The Exalted roared at the ceiling of the command deck, loud enough to send the mortal crew cowering.
He opened his eyes. The sight of bright, proud armour faded from before him, replaced by the dark red of his visor display. Flickering, tiny runes streamed across his vision. His hearts slowed. He swallowed the coppery tang of blood in his mouth.
Targeting reticules locked on familiar aspects of his own chamber. A quick glance at the digital chron reader in his lens display told him exactly how long he’d been lost to sense.
It could have been worse.
“Cyrion,” he voxed, and the door to his chambers opened the moment he spoke.

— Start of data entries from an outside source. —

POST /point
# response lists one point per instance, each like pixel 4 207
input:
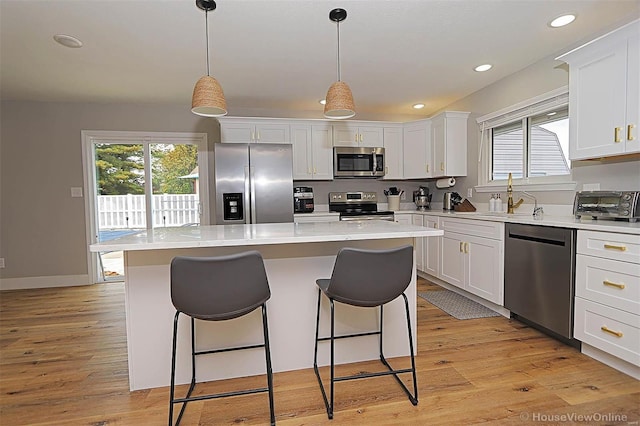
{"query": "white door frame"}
pixel 91 137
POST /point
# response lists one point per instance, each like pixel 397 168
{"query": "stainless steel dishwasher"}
pixel 539 277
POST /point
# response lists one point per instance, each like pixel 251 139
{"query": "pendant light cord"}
pixel 338 26
pixel 206 25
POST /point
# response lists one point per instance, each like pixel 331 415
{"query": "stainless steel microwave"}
pixel 358 162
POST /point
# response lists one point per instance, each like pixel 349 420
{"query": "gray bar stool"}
pixel 366 278
pixel 217 289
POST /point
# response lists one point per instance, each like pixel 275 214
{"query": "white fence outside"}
pixel 128 211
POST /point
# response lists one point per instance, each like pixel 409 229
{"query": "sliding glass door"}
pixel 138 182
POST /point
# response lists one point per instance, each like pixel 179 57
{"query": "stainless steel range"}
pixel 358 206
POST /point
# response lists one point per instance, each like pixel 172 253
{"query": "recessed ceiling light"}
pixel 563 20
pixel 482 68
pixel 67 41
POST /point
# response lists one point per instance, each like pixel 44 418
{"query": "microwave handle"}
pixel 375 163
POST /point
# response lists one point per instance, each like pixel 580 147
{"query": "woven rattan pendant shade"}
pixel 208 98
pixel 339 101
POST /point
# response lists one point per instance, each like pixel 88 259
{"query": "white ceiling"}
pixel 281 55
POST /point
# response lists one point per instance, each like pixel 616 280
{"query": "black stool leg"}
pixel 267 352
pixel 173 368
pixel 329 407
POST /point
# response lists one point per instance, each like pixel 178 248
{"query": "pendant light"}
pixel 339 98
pixel 208 97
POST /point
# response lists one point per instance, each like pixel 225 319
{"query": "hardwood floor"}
pixel 63 361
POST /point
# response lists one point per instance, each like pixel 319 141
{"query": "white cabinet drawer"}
pixel 478 228
pixel 613 283
pixel 609 245
pixel 608 329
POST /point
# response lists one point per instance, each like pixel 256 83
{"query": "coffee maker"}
pixel 422 198
pixel 303 199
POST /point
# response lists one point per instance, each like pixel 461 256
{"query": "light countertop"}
pixel 559 221
pixel 260 234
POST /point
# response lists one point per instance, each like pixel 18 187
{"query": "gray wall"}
pixel 42 229
pixel 42 232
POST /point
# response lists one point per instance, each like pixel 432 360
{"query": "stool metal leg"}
pixel 267 352
pixel 329 401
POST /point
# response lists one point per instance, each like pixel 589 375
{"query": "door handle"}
pixel 612 284
pixel 608 330
pixel 614 247
pixel 616 134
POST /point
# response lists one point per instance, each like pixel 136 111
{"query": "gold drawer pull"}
pixel 614 247
pixel 610 284
pixel 607 330
pixel 616 134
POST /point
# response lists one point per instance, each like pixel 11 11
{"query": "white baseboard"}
pixel 44 282
pixel 612 361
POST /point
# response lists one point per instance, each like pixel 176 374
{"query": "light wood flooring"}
pixel 63 361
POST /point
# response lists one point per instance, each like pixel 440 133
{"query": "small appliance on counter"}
pixel 451 200
pixel 303 199
pixel 422 198
pixel 622 205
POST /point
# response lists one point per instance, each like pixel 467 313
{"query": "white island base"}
pixel 292 270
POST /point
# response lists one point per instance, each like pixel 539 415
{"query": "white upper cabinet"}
pixel 312 151
pixel 603 95
pixel 393 153
pixel 449 139
pixel 233 130
pixel 357 134
pixel 416 152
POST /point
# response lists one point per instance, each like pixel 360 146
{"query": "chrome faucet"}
pixel 537 211
pixel 510 205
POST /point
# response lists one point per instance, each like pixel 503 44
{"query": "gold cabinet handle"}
pixel 608 330
pixel 612 284
pixel 614 247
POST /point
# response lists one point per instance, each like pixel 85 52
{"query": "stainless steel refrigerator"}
pixel 254 183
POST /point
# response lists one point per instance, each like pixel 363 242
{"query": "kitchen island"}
pixel 295 255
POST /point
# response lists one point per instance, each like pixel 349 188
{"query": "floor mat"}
pixel 457 305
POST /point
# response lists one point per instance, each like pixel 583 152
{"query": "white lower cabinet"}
pixel 432 248
pixel 607 302
pixel 417 220
pixel 472 257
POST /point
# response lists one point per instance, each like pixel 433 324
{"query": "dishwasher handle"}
pixel 543 240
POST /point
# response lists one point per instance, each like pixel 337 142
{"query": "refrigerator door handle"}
pixel 247 190
pixel 375 163
pixel 252 180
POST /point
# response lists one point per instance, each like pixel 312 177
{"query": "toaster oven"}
pixel 623 205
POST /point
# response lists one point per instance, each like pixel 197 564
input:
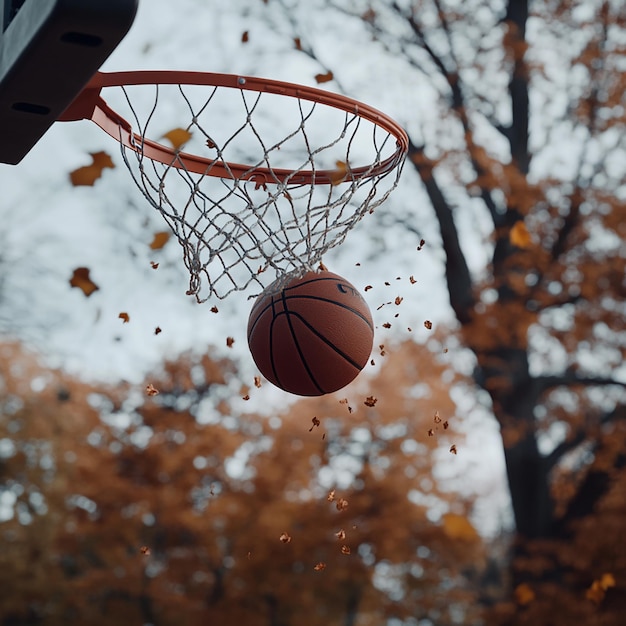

“Brother,” Cyrion said. He was still in full war-plate.
“Cy, the Throne’s forces are coming. The Marines Errant, the Flesh Tearers. The Blood Angels, first of all. They are almost here.”
“You’ve been out three hours, Talos.”
“I know.”
“The Exalted has called a war council.” Cyrion moved away from the door, gesturing for him to follow. “The Blood Angels are already here.”
XIX
FOR THE LEGION
The war room was being used for its intended purpose for the first time in decades.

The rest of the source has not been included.